The first Paralympics by that name took place in Rome in 1960, alongside the summer Games that year, bringing together less than 400 athletes from 23 countries. They were once again held in tandem with the summer Olympics in Tokyo in 1964, but then split off into an entirely separate event held in a different city than the summer Games until 1988. Since then, they have always followed the able-bodied Olympics.
The ancient Parthenon.
By any measure, the Athens Paralympics will be a record-setting event. In absolute terms, it is the second-biggest international sports competition after the summer Games, covering 19 disciplines, including athletics and swimming, and running over 12 days. And compared to previous Paralympics, it has attracted more athletes from more countries -- as well as more corporate sponsorship and media -- than ever before.
The quest for gold
But the real measure of the Paralympics, like any major sports event, are the individual elite athletes striving for gold.
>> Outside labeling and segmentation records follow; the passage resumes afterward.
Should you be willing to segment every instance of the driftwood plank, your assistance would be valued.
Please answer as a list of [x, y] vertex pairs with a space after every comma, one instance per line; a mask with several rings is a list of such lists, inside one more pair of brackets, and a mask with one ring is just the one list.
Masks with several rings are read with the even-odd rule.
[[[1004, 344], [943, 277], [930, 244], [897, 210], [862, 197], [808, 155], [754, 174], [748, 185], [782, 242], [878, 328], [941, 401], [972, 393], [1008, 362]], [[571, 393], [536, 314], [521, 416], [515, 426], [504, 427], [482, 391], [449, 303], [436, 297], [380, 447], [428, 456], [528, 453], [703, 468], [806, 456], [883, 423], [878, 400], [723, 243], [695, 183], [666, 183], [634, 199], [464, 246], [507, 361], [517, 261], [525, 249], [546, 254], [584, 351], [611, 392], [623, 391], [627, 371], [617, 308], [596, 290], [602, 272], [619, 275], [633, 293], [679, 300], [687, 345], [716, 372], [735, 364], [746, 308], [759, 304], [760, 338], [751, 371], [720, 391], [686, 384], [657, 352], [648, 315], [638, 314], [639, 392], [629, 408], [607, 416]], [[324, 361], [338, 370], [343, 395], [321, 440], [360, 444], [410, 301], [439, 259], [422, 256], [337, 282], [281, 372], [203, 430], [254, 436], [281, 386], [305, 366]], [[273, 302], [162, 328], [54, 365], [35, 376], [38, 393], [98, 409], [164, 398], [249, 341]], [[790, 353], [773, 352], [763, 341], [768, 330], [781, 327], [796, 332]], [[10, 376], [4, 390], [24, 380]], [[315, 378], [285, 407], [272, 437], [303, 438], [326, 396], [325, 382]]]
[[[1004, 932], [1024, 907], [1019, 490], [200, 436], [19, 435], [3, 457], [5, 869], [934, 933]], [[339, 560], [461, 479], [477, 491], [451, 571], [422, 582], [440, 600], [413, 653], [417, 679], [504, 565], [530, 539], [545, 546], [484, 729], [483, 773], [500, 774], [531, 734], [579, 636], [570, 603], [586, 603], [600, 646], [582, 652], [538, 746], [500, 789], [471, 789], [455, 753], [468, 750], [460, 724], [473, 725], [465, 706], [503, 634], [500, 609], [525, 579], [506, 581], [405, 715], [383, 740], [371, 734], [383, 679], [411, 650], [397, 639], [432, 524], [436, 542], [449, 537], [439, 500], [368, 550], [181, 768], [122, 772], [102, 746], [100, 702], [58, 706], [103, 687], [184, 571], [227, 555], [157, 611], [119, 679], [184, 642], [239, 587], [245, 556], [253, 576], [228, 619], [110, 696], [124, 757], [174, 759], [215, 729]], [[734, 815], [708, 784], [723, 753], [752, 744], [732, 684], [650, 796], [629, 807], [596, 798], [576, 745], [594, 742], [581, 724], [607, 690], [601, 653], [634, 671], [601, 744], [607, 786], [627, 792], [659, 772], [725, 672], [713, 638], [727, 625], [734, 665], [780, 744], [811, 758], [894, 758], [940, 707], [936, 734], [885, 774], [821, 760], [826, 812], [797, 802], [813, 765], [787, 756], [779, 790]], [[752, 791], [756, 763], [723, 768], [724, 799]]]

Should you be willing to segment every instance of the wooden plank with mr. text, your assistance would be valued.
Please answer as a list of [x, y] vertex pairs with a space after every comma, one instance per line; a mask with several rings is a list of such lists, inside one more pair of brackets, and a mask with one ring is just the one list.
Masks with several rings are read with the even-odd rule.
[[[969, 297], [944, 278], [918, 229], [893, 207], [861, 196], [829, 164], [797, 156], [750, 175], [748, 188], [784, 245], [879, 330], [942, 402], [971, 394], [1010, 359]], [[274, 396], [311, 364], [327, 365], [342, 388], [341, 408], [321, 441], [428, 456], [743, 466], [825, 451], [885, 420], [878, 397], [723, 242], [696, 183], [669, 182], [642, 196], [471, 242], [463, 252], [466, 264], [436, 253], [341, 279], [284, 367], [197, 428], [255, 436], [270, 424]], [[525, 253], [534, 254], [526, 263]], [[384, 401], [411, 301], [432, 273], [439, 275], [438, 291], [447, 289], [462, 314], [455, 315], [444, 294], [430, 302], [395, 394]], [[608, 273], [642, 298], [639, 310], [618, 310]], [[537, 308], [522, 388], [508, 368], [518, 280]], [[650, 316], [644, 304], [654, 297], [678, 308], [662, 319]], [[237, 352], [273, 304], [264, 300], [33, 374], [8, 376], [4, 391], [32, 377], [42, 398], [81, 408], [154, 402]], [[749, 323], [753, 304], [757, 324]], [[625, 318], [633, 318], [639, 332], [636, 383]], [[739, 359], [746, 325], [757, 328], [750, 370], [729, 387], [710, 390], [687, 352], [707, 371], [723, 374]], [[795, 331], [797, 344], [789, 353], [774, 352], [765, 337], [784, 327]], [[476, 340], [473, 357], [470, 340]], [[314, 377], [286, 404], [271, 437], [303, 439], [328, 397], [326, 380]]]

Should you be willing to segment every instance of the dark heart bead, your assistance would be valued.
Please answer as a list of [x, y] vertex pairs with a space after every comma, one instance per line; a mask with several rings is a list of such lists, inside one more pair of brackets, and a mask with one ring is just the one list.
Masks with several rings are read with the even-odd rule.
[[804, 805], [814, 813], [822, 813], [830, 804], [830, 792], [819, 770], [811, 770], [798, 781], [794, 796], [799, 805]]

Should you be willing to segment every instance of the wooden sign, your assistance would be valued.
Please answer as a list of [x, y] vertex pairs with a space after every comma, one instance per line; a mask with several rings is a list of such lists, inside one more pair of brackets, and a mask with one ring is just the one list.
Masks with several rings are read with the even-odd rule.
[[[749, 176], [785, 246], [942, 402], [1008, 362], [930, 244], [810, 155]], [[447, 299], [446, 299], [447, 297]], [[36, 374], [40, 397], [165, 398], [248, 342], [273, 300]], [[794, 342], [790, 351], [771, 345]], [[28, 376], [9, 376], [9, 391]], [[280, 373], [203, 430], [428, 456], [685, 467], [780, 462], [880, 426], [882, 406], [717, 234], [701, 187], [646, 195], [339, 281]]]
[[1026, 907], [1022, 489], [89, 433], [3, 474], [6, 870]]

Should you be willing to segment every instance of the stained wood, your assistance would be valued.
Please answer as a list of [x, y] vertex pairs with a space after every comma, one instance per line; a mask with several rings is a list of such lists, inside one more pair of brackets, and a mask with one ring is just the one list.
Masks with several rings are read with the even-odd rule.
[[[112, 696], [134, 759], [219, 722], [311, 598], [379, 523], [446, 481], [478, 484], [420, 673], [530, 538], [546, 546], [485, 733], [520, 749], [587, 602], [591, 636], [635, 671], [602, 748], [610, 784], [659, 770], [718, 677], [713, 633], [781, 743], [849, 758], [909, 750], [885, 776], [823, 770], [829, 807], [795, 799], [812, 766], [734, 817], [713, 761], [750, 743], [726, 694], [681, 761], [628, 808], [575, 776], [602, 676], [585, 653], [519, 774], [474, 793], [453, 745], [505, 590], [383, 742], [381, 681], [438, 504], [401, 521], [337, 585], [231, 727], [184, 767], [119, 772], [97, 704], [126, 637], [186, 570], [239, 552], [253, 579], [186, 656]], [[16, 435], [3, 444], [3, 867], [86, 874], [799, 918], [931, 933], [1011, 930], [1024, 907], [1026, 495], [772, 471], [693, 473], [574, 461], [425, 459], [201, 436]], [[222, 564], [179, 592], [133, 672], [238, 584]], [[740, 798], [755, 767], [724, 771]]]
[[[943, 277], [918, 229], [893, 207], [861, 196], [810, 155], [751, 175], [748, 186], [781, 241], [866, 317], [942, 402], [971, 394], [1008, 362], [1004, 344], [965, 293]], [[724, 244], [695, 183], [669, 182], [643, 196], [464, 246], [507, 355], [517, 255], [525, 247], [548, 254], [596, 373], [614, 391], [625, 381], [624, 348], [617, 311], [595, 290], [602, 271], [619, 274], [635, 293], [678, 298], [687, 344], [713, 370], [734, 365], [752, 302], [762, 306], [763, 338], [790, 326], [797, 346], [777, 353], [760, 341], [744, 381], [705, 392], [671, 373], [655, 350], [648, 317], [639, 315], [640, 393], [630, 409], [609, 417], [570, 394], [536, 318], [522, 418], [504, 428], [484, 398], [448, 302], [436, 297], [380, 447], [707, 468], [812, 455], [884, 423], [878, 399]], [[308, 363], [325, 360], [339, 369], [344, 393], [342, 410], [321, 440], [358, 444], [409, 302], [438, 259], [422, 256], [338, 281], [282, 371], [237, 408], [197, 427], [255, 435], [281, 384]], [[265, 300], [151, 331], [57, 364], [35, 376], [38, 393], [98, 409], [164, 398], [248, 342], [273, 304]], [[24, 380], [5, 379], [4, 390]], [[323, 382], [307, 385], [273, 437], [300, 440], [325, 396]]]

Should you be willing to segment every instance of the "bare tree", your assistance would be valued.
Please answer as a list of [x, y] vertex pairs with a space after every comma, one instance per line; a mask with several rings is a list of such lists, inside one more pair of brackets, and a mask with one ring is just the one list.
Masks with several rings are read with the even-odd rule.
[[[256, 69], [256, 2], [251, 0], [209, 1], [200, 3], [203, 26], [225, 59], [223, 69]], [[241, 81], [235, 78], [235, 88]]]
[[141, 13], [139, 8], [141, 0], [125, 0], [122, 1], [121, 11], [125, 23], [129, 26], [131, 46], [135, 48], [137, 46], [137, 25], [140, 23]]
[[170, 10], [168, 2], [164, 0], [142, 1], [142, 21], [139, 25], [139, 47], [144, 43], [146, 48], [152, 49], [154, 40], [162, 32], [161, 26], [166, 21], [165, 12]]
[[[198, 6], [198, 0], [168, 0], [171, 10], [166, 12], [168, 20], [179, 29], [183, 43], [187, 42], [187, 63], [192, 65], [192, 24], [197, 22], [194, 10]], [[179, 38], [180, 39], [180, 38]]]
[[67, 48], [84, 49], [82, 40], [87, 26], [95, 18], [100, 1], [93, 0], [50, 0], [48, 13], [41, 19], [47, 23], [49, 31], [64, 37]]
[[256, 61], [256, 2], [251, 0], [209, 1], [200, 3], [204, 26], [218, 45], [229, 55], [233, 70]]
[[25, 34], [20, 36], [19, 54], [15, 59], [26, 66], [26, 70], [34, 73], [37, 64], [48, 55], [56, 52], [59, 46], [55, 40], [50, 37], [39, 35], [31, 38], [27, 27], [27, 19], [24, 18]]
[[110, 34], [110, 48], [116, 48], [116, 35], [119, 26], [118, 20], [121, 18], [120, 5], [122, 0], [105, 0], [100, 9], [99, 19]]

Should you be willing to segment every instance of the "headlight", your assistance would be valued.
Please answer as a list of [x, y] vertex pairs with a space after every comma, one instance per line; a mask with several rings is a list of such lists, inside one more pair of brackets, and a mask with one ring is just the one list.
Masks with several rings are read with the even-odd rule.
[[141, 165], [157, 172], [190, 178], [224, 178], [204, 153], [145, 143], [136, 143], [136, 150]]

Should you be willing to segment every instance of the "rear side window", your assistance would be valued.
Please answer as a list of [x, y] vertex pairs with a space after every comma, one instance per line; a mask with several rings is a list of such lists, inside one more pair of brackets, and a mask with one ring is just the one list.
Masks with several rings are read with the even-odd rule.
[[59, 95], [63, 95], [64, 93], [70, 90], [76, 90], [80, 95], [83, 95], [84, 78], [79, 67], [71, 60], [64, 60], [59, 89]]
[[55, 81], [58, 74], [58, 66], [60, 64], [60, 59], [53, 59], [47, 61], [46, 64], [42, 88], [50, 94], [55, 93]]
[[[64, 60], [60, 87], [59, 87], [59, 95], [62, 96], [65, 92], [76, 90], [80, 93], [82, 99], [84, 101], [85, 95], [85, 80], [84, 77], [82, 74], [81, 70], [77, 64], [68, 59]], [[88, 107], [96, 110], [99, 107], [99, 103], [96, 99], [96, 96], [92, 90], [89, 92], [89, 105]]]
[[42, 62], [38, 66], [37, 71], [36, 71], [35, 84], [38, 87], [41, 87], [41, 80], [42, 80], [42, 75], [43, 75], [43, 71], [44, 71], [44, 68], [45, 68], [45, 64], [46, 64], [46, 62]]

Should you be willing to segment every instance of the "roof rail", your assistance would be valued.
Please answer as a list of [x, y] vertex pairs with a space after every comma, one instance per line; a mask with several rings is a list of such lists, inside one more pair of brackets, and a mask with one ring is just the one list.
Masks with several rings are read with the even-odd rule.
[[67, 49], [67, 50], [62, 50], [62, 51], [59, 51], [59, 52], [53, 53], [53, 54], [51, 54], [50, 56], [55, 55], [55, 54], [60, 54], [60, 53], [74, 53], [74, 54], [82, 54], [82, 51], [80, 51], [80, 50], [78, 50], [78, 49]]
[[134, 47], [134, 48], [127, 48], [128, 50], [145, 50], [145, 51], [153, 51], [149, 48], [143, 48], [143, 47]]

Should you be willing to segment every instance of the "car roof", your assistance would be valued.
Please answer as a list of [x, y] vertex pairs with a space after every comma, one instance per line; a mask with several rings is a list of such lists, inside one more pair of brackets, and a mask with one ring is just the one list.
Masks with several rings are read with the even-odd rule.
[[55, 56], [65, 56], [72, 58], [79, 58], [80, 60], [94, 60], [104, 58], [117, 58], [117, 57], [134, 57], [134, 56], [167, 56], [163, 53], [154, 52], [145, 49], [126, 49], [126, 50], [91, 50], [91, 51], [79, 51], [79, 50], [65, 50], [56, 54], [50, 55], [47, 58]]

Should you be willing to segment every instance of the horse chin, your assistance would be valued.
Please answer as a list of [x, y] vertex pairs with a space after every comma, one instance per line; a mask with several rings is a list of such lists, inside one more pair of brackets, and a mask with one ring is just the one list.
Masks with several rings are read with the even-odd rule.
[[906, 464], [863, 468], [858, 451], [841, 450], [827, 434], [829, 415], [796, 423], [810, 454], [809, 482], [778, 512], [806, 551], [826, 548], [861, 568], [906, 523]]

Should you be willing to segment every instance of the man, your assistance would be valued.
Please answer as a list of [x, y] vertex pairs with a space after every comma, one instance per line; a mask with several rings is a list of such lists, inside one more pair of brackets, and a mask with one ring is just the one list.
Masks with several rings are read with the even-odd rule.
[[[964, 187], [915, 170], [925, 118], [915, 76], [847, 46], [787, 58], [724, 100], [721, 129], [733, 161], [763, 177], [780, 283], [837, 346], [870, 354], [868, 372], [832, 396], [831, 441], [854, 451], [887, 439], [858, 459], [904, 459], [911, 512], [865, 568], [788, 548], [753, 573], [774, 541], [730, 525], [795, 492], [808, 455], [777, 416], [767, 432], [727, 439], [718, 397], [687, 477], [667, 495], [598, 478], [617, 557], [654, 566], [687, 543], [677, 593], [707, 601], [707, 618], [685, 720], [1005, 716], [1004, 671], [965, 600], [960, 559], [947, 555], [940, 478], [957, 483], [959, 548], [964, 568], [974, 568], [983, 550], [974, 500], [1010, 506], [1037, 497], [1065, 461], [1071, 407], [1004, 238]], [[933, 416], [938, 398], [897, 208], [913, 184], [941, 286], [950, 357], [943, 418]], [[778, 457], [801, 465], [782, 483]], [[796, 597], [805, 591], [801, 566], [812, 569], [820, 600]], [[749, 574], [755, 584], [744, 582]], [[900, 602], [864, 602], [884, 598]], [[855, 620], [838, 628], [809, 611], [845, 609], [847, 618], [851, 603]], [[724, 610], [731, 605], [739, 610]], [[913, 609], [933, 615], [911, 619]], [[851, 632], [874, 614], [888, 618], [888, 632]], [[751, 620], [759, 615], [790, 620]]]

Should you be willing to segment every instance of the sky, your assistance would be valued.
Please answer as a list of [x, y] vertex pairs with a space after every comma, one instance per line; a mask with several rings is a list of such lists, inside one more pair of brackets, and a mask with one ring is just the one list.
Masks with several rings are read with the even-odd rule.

It could be French swimming sensation Beatrice Hess who, at 42, will attempt to add to the 13 gold medals she collected in Atlanta in 1996 and Sydney in 2000. Or 25-year-old sprinter Marlon Shirley from the US, the first amputee to ever run the 100 meters sprint in under 11 seconds.
Or it could be Afghanistan's sole representative and flag-bearer in these Games, sprinter Marina Karim, for whom simply getting to Athens from her war-torn homeland was a victory of sorts.
As organizers and athletes make clear, the Paralympics is not a "feel-good" event or an exercise in public education. It is all about winning, and many of the athletes vying for medals here perform at levels approaching national, and even international, levels in able-bodied competition.
Shirley's 10.97 personal best, to cite one example, is just over one second beyond the current world record of 9.78 seconds in the 100 meter sprint, set by US sprinter Tim Montgomery in 2002. Nigerian sprinter Qdekundo Adesoji, competing against other virtually blind sprinters like himself 30 years ago, clocked an extraordinary 10.76 in the same event.
Amateur spirit lives on
Indeed, observers note, the Paralympics cleave to an exceptionally pure ideal of sports. While most top able-bodied athletes have turned professional, looking to sponsorships and advertising for revenue, Paralympic athletes remain closer to the amateur spirit that once animated the Olympic Games.
And even if the concept of a special Games for the disabled would have seemed strange in ancient Greece, the Paralympics more closely resemble its early precursor than the modern able-bodied Olympics in at least one respect: only events with objective measures of speed, strength and distance are included. There are no sports requiring subjective judging such as gymnastics, diving or synchronized swimming.
Less savoury habits are shared
Another less fortunate indicator of the seriousness of competition at the Paralympics, alas, is the presence of performance-enhancing drugs and cheating. Eleven athletes -- mostly weightlifters -- were disqualified from the Paralympics in 2000, more even than in the able-bodied Sydney Games that year. And the Spanish basketball team competing in the category for the intellectually disabled in Sydney was stripped of its gold medal when it was revealed that most players had faked their disabilities.
One of the consequences of that scandal was the relegation of intellectual disability -- one of six broad categories -- to exhibition status at the Athens Games, and then only for two sports: table tennis and basketball.
Proteas, the mascot of the Athens 2004 Paralympics.
The five disability groups in which medals are awarded, each of them with subdivisions based on severity, are amputees, athletes with cerebral palsy, the vision impaired, athletes with spinal injuries, and "Les Autres," a French term meaning "the others" covering persons with a range of conditions that do not fit into any other category.
These fine distinctions in disability result in a plethora of medals, more than 3,000 all told. 1,097 gold medals alone will be awarded over the 12 days of competition.
Besides athletics and swimming, the other sports at the Paralympics are archery, wheelchair basketball, cycling, equestrian, wheelchair fencing, 5-a-side and 7-a-side football, goal ball, judo, power lifting, sailing, shooting, table tennis, wheelchair tennis, volleyball, wheelchair rugby and boccia.